Meiosis results in the formation of sperm also known as spermatogenesis. This process occurs in the testes and usually occurs from birth until death. When meiosis occurs it results in 4 equal spermatids.
Meiosis also results in the formation of eggs (ova) also known as oogenesis. This process occurs in the ovaries and will occur from puberty until menopause. When ovulation occurs 1 mature ovum and 3 polar bodies will be produced. This process of releasing eggs is caused by the hormone FSH being released during puberty.
The chromosomal mutation known as non-disjunction occurs during meiosis and is caused by the chromosomes not separating correctly. This can result in a trisomy (three chromosomes are present) or monosomy (only one chromosome is present).
Genetic Mutations
There are many reasons why genetic mutations can happen. Sometimes they happen due to having the wrong nucleotide or having too many or too little in a sequence. Normally a DNA molecule will detect theses errors and correct them but sometimes they go unnoticed and they then become permeant mutations. Mutations can be caused by environmental or chemical factors and these are known as induced mutations or they can be caused by an error during cell division which is called a spontaneous mutation. Mutations can be harmful, beneficial or natural. Mutations can occur in the somatic cells (body cells) or the gametes (sex cells). A mutation in the somatic cell will not be passed on the any offspring while mutations in the gametes are passed on to the offspring.

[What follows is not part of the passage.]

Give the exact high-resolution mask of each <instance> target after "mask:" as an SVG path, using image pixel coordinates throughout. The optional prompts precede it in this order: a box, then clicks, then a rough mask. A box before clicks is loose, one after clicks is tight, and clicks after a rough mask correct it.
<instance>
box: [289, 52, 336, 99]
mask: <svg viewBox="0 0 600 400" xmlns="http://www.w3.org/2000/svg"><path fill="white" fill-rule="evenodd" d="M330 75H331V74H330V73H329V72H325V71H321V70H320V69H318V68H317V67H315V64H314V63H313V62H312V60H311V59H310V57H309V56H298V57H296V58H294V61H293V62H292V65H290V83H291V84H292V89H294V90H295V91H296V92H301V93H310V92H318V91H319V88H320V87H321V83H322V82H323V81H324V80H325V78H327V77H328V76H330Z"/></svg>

There are two main categories in which we classify mutations;
2. Chromosomal mutations - these mutations are caused by errors within the chromosome. There are 4 different types of chromosomal mutations. This type of mutation effects a large part or all of a chromosome. The mutations are non-disjunction, large scale deletions, insertions and inversions.

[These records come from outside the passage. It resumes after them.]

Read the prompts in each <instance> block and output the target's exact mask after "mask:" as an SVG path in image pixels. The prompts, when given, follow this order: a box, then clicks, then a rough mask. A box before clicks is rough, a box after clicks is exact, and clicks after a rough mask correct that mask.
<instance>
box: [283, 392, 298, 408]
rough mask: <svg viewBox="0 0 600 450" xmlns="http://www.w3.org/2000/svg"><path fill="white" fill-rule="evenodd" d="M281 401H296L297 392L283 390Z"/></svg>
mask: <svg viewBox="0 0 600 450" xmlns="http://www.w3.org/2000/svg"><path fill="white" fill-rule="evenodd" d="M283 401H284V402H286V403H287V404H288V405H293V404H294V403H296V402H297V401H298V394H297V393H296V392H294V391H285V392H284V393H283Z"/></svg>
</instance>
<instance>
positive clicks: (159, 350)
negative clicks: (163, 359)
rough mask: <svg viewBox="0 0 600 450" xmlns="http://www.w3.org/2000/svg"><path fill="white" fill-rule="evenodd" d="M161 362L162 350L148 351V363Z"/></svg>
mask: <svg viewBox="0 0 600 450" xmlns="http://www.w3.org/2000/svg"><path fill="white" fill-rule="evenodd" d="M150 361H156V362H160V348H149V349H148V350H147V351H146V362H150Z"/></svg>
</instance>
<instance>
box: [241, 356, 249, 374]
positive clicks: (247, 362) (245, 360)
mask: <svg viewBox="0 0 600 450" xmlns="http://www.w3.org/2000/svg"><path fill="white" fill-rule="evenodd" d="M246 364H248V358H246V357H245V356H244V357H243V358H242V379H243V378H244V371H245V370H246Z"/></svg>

1. Point mutations - consist of one of three different issues either base pair substations (bases aren't paired correctly, Ex. ATCGATTG - instead of ATCGATCG), insertion (when a nucleotide is added to a sequence) or deletion (when a nucleotide is missing from a sequence).
Bio Ethics
Bio ethics is the study of ethics with regards to medical and health sciences. Bio ethics is a very divided topic and be argued for use in a court of law or in a medical research lab. Bio ethics can detrimental wether or not a DNA sample sourced at a crime scene can be used in a murder trial or wether or not left over embryos can have research done on them. Bio ethics also relates to the topic of genetic testing and mutations which will further discussed later.